Introduction
Missing or incomplete data is a common challenge in analytical databases. Whether data is unavailable, unknown, or intentionally omitted, handling these values correctly is essential for producing accurate query results and maintaining efficient data models.
ClickHouse® provides several features for managing missing data, including the Nullable data type, default values, and built-in functions for working with NULL values. Choosing the right approach helps improve query accuracy while minimizing unnecessary storage and processing overhead.
In this article, we'll explore how ClickHouse handles NULL values, understand the differences between NULL and default values, and learn practical techniques and best practices for working with missing data.

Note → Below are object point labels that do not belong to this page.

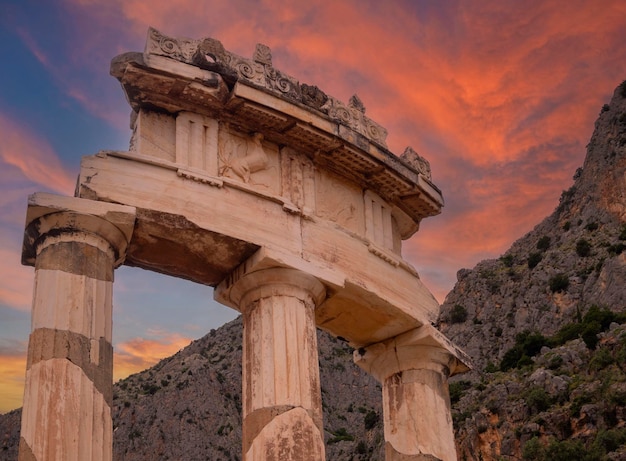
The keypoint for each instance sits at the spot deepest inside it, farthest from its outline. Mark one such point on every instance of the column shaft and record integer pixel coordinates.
(67, 399)
(413, 369)
(282, 409)
(74, 245)
(418, 422)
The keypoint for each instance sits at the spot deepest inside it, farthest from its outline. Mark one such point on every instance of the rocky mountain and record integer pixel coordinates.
(541, 322)
(188, 406)
(545, 325)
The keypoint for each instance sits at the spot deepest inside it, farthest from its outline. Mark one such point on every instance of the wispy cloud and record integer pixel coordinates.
(32, 157)
(137, 354)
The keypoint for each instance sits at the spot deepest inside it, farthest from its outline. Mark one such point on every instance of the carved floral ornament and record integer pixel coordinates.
(210, 54)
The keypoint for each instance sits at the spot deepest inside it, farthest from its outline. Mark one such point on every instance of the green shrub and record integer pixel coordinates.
(601, 359)
(538, 399)
(583, 248)
(609, 440)
(544, 243)
(527, 345)
(559, 283)
(533, 260)
(371, 419)
(507, 260)
(567, 333)
(533, 450)
(456, 390)
(341, 435)
(566, 450)
(458, 314)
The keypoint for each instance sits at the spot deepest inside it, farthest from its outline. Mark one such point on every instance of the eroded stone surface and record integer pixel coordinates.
(285, 199)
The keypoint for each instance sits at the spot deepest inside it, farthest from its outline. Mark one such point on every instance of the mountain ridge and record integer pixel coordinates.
(542, 324)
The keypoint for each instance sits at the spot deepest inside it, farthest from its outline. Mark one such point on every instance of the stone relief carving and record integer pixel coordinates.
(298, 180)
(417, 162)
(210, 54)
(339, 203)
(242, 158)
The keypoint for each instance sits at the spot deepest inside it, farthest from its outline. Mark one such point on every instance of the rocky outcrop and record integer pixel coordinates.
(188, 406)
(572, 260)
(559, 399)
(565, 400)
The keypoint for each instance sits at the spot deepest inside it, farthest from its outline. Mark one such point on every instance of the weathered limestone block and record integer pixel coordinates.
(282, 404)
(69, 375)
(414, 369)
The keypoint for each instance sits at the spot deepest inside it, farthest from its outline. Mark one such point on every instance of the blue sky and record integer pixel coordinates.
(500, 96)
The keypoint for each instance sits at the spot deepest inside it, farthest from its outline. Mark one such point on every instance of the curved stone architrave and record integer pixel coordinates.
(284, 199)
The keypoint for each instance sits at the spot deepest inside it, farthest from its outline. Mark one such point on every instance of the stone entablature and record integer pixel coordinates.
(284, 200)
(167, 79)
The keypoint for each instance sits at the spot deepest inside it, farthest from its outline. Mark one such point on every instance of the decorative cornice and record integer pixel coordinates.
(210, 54)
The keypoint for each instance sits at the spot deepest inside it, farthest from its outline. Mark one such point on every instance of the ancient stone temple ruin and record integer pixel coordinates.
(284, 199)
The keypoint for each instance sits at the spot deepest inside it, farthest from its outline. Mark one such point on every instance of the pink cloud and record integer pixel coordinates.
(33, 157)
(501, 98)
(137, 354)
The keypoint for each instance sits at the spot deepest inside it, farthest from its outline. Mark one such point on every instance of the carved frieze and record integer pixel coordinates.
(248, 159)
(417, 162)
(339, 202)
(211, 55)
(298, 180)
(196, 142)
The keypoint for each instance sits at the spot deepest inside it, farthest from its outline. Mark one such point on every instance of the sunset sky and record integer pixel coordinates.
(500, 96)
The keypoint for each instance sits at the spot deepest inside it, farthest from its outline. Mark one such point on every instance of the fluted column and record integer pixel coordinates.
(282, 407)
(69, 372)
(413, 369)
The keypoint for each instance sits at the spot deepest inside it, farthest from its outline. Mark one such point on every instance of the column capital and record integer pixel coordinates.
(241, 288)
(51, 216)
(421, 348)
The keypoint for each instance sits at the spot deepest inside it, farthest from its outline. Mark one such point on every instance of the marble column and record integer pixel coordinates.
(282, 405)
(414, 368)
(69, 372)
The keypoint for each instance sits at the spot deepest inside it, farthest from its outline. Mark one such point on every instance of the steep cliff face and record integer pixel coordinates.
(188, 406)
(572, 260)
(542, 324)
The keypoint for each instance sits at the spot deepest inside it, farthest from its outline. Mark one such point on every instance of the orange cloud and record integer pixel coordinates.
(33, 157)
(139, 354)
(499, 97)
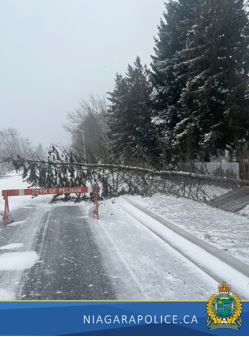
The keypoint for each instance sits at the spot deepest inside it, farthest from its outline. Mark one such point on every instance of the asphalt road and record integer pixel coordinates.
(70, 265)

1. Understanding NULL and Missing Data
Although they are often used interchangeably, NULL values, missing data, and default values represent different concepts.
- NULL represents an unknown or unavailable value.
- Missing data occurs when a value is omitted during insertion.
- Default values are automatically assigned when no value is provided for a column.
For example:
| Customer | Coupon Code |
|---|---|
| Alice | SAVE10 |
| Bob | NULL |
In this example, NULL indicates that Bob's coupon code is unknown or unavailable. It is different from an empty string ('') or a default value.
Understanding these differences helps ensure accurate data modeling and reporting.
2. When Should You Use NULL Values?
NULL values are useful when the absence of data has business meaning. Common scenarios include:
- Optional customer information such as phone numbers or email addresses.
- IoT devices that occasionally miss sensor readings.
- Financial transactions with optional discount or referral codes.
- Application logs containing optional metadata.
- Healthcare datasets with unavailable measurements.
If the missing value represents an unknown or unavailable state, using NULL is generally more appropriate than storing a default value.
3. Using the Nullable Data Type
By default, ClickHouse columns cannot store NULL values. To allow missing values, wrap the data type using Nullable().
CREATE TABLE employees
(
id UInt32,
name String,
email Nullable(String)
)
ENGINE = MergeTree
ORDER BY id;Now inserting NULL values is valid.
INSERT INTO employees VALUES
(1,'Alice','alice@example.com'),
(2,'Bob',NULL);Using Nullable() allows ClickHouse to distinguish between actual values and missing information.
4. Querying NULL Values
Use IS NULL and IS NOT NULL to filter nullable columns.
Find rows with NULL values
SELECT *
FROM employees
WHERE email IS NULL;Find rows with valid values
SELECT *
FROM employees
WHERE email IS NOT NULL;Note: Avoid comparing NULL values using
=or!=, as these operators do not work for NULL comparisons.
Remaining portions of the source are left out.